Response to question of violence in society in relation to Gandhi for Religious Autobiography class

Well,
In regard to this question... I think we are still at about the point MLK described when he said:
"This hour in history needs a dedicated circle of transformed nonconformists. Our planet teeters on the brink of atomic annihilation; dangerous passions of pride, hatred, and selfishness are enthroned in our lives; truth lies prostrate on the rugged hills of nameless calvaries; and men do reverence before false gods of nationalism and materialism." MLK

That was in 1963. Violence, non-violence. It almost seems impossible to imagine a world without violence, because ever since our species learned to write things down it appears we've been murdering each other. Maybe ever since we got booted from the "garden of eden" we've been acting like a bunch of savages. At least that appears to be the story we have told ourselves. The story of mankind, written by mankind, is a violent bloody affair, interspersed with love and beauty.

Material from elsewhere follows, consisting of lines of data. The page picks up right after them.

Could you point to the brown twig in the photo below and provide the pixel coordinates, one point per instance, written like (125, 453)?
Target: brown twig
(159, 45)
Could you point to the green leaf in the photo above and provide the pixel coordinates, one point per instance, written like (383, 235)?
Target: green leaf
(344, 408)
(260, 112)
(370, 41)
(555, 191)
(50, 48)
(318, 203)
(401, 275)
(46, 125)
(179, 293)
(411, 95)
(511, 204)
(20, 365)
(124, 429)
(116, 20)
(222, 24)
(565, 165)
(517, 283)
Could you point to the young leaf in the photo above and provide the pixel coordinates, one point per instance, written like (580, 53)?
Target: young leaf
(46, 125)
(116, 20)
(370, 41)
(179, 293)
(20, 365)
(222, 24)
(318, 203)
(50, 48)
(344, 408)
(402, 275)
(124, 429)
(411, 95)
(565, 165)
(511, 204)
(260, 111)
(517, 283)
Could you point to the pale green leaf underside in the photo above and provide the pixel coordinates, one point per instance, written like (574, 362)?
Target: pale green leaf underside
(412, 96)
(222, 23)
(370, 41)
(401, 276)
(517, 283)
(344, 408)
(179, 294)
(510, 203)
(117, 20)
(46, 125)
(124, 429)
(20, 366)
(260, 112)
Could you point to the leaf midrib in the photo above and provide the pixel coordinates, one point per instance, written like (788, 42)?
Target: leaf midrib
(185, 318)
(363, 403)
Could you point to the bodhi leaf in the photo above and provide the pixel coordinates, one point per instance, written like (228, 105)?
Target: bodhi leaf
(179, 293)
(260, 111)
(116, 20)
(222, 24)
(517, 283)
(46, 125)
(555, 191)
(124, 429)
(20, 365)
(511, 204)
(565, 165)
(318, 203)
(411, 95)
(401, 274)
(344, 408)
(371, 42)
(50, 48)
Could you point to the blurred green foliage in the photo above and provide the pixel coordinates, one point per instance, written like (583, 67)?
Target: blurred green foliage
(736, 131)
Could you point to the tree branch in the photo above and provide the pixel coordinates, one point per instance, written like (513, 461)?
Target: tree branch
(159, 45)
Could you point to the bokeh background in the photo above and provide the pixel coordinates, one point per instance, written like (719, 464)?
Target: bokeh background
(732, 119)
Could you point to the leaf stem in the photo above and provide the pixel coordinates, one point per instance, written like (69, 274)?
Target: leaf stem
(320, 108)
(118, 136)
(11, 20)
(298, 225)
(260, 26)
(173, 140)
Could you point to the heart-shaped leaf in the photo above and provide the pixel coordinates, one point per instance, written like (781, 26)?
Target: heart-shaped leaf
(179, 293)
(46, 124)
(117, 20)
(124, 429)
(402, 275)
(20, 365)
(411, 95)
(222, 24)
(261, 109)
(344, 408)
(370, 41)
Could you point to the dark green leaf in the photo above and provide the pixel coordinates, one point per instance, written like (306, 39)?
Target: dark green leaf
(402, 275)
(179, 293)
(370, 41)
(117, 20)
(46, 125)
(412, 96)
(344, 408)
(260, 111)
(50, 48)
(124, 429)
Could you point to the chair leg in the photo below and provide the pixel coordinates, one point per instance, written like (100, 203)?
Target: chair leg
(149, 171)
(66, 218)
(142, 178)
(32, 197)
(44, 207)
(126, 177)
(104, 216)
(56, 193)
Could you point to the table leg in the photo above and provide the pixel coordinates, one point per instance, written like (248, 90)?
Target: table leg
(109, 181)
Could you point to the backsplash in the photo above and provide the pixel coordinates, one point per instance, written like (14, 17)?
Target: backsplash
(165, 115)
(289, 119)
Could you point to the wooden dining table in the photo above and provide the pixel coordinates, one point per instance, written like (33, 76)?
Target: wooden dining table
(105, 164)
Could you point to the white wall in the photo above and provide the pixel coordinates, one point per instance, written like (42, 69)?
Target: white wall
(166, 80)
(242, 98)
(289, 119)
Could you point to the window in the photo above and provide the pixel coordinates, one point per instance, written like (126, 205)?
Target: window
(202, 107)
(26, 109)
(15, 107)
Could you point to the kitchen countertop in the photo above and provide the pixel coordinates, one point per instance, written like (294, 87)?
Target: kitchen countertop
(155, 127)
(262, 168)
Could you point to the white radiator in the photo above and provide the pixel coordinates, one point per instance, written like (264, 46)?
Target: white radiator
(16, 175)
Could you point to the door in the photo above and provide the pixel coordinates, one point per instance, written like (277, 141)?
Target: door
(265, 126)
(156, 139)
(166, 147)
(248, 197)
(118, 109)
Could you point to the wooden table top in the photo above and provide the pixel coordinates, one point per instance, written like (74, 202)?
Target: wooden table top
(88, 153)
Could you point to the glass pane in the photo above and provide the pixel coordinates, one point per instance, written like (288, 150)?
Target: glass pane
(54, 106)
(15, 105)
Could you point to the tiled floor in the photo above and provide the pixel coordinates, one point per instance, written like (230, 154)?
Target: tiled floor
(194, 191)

We are all going to die. Is death itself violent? If it is, then we are by our very nature violent. If death is something we are taught to fight against, then we are trained for violence to combat the ultimate inevitable violence.

From birth, here in Western patriarchal Christiancentric universe, we are raised from birth with the implicit idea that we are violent by nature, that we are born sinful, and that a man had to die to get our sins forgiven. And yet as a people, we have not stopped sinning. So it seems his death was in vain.

To be transformed non-conformists in the words of Rev. MLK, maybe we need to radically alter even our basis for ideological understanding. If we want to create peace, maybe we need to tell ourselves a different story. Instead of teaching ourselves that we are inherently violent and that we need to resist our true natures and ask some higher being to help us not be violent, maybe we should begin teaching ourselves that we are by nature perfect, loving, divine, glorious creations of God, who at our core are non-violent. It would actually be closer to the truth. because if we actually look at the world, especially considering 70,000+ nuclear weapons sitting around out there, the millions of guns, bombs, fighter jets, racism, sexism, hatred, you have to admit, we are surprisingly non-violent as a species, at least to each other. If that wasn't true, if we really were such savage murderers, how can we explain that the human population doubles on earth at this moment every 50 some years. In 1950 there were 2.55 billion people on earth. Today there are 6.84. So we really aren't that violent. At least to each other, especially considering that the overwhelming ideology in the west is that people are not inherently good. We worship "the perfect man" as if He was really so different from ourselves. I'm just not sure that's what he was telling us. But if we look at Considering that by 2067 we'll have over 13 billion people on earth. Maybe true non-violence, at least to our mother earth and fellow species, will be for us to figure out a way to cut our population down and reduce our numbers, which some might argue is violence.

If I see every other human being on earth as a reflection of myself, as another manifestation of God, it becomes difficult for me to legitimate killing them. Maybe non-violence as articulated by Gandhi can be understood in terms of offering himself as a sacrifice for the greater good, like Jesus, he could not defend his life with violence because he had so much love for his fellow man.
he said: "non-violence implies as complete self-purification as is humanly possible [which suggests that he understands our pure being as non-violent] Man for man the strength of non-violence is in exact proportion to the ability, if not the will, of the non-violent person to inflict violence."

So maybe it comes down to, "love each other, or else..." "be nice, or prepare to be thrown into the volcano."

Sorry I went on so damn long. Interesting exercise. I guess I fall into the non-violent category. But we may have to drink the cool-aid to be ultimately non-violent.